El populismo conduce al totalitarismo, pues
el poder omnímodo no requiere de ratificaciones, a no ser espurias. La
desconfianza transformada en “deselección” elimina la raíz de la convivencia,
pues la mayoría siempre tiene la razón, lo que es inexacto y aberrante. Los
regímenes de este tipo se limitan a guardar las apariencias en un mundo
absolutamente hipócrita y dominado por los intercambios comerciales. A Europa
le bastarán algunos signos exteriores de democracia para avalar a cualquier
gobierno que le permita hacer negocios. Es obvio que los derechos humanos son
los que más sufren con este brote populista y con estas “democracias” de signo
negativo que resultan de la “deselección”.

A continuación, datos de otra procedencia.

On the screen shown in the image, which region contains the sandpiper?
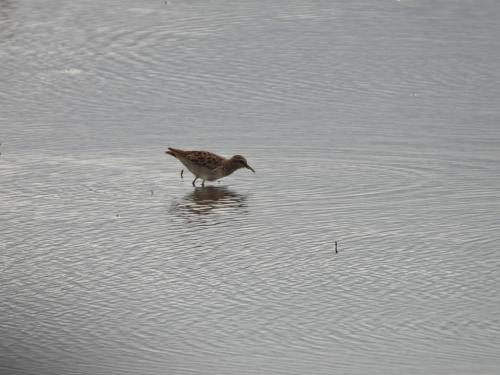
[165,147,255,186]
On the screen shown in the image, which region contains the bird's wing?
[184,151,224,169]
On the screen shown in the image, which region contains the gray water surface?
[0,0,500,375]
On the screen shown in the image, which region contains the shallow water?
[0,0,500,374]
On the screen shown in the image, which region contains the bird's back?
[167,147,227,179]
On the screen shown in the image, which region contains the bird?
[165,147,255,187]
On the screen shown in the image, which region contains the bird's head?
[229,155,255,173]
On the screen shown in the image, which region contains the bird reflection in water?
[172,186,247,215]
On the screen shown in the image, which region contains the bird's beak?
[245,164,255,173]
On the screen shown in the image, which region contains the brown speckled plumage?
[165,147,255,186]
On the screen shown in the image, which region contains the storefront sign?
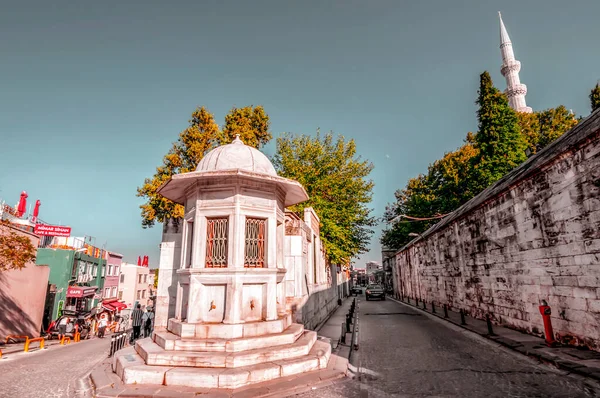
[67,286,98,298]
[33,224,71,236]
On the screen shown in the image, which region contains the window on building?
[206,218,228,268]
[184,221,194,268]
[244,218,267,268]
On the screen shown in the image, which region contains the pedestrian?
[142,310,154,337]
[131,304,144,340]
[98,314,108,338]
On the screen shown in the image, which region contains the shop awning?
[67,286,98,298]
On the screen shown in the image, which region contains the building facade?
[0,225,50,339]
[118,262,154,308]
[36,238,107,326]
[102,251,123,300]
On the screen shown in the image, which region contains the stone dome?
[196,134,277,176]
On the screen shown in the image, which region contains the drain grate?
[365,312,423,316]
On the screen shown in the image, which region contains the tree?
[137,106,271,228]
[273,132,376,264]
[590,83,600,112]
[517,105,578,154]
[0,220,36,271]
[471,72,527,192]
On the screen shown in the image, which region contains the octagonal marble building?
[113,136,331,389]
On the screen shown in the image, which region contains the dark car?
[365,285,385,300]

Para seguir utilizando la terminología de
Rosanvallon podríamos decir que una buena desconfianza le hace bien a la
democracia. Una mala la sepulta. He allí uno de los puntos cruciales a ser
analizados por una teorización adecuada de lo que debe ser una democracia del
siglo XXI. El liderazgo continental sigue repitiendo el lenguaje de la
democracia del siglo XX y, en muchos casos, un lenguaje cuartelario que apunta
hasta el siglo XIX. No se trata de ponerle adjetivos a la democracia, pues
bastantes ya le han endilgado. Se trata de reconceptualizarla. Y ello implica desde considerar lo que es una
elección hasta la forma misma de expresar la voluntad colectiva. La enfermedad
del populismo producirá más víctimas que la gripe aviar y aún nadie ha lanzado
al mercado un antídoto. Por una razón muy simple que recuerda la argumentación
de los medios radioeléctricos; estos aseguran que les dan a los televidentes lo
que quieren, lo que da “rating”; los políticos en campaña electoral piensan que
hay que decirle al pueblo lo que quiere oír. Ambas son flagrantes aberraciones.
Se ha dado como un hecho que un candidato conceptual, que hable con seriedad,
sin demagogia y con la verdad en la mano, simplemente no tiene chance de ganar.

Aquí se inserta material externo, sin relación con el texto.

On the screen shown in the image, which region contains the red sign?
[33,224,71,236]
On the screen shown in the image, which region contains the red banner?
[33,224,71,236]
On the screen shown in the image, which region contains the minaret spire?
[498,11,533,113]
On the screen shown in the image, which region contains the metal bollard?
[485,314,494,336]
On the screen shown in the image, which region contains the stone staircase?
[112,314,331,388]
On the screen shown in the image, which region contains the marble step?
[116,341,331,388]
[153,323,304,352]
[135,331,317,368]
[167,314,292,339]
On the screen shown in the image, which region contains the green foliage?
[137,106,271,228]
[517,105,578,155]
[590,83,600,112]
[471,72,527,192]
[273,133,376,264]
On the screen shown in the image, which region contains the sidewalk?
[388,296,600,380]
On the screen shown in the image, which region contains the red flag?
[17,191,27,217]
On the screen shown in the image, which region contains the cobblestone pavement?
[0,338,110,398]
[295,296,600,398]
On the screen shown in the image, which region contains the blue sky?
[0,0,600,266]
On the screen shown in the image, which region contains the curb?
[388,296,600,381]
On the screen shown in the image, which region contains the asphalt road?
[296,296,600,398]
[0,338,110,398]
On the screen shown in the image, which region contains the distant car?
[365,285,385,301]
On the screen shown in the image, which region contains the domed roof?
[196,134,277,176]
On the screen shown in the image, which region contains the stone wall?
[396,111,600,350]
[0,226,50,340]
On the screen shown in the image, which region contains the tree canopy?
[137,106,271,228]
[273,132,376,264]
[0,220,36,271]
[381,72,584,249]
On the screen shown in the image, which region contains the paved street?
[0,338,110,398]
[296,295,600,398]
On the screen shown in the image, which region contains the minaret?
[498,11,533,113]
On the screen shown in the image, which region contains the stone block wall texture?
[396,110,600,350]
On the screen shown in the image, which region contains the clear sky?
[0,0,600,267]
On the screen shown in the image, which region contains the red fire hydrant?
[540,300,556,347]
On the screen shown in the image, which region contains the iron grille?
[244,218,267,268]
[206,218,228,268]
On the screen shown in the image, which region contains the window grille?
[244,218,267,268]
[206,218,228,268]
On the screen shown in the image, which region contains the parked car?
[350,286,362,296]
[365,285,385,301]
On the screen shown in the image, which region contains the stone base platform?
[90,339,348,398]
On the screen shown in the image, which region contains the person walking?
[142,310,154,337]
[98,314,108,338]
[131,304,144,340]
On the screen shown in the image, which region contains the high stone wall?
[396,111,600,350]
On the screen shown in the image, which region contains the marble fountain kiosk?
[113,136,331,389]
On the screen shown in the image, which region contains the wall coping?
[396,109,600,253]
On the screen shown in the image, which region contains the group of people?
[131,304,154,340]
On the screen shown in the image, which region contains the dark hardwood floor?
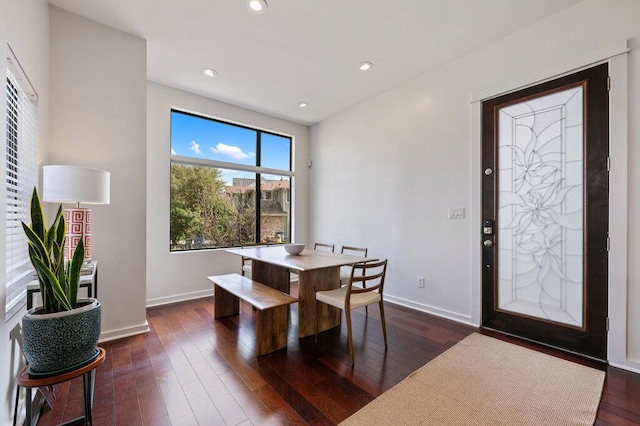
[39,298,640,426]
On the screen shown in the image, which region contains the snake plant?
[22,187,84,314]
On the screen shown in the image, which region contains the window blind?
[5,48,38,318]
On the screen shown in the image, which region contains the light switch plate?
[449,207,464,219]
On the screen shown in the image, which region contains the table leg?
[24,388,33,426]
[82,370,95,425]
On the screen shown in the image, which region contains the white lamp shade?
[42,166,111,205]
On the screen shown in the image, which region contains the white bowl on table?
[284,243,304,254]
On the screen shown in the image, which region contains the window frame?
[169,108,295,253]
[4,45,38,321]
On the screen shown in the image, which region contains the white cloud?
[211,143,256,160]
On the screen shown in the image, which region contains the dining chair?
[340,246,369,286]
[313,243,336,253]
[315,259,387,367]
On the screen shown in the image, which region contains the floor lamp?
[42,166,111,262]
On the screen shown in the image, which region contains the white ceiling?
[49,0,581,125]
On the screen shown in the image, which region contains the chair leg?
[380,300,387,351]
[344,309,355,368]
[13,385,20,426]
[316,299,320,344]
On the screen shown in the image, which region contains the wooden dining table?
[227,246,374,337]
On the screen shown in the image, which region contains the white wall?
[146,82,309,306]
[0,0,49,425]
[311,0,640,370]
[50,7,148,341]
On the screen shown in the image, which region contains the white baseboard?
[384,293,479,327]
[147,288,213,308]
[609,359,640,374]
[98,320,149,343]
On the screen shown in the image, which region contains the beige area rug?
[341,333,605,426]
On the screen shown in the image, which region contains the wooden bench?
[207,274,298,355]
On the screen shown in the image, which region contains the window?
[170,110,293,251]
[5,48,38,318]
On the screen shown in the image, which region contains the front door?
[480,64,609,360]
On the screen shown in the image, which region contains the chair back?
[347,259,387,298]
[340,246,369,257]
[313,243,336,253]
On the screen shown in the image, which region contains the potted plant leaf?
[22,188,102,376]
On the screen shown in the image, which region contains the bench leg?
[256,306,289,356]
[213,285,240,318]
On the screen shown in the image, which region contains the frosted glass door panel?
[497,85,584,328]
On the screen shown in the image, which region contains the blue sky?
[171,111,291,183]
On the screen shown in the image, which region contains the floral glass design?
[497,85,585,328]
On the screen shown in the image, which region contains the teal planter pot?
[22,298,102,377]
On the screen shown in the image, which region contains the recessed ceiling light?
[202,68,218,77]
[247,0,267,13]
[358,61,373,71]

Una programación televisiva de alta factura habituará a los televidentes a la
calidad y una campaña electoral manejada con conceptos, aunque se expliquen con
sencillez, deberá elevar la calidad decisoria de los electores empujándolos a
elegir y no a “deselegir”.
El concepto mismo de liderazgo está en
entredicho. También este se ha convertido en un concepto que está por debajo de
la línea de flotación, en el terreno de lo negativo. Brilla por su ausencia el
líder de la desconfianza buena, de la elección, de la normalidad psicológica de
un pueblo que decide sus asuntos en colectivo con pleno respeto por los
electores que se deciden a aplicar los principios de exigencia.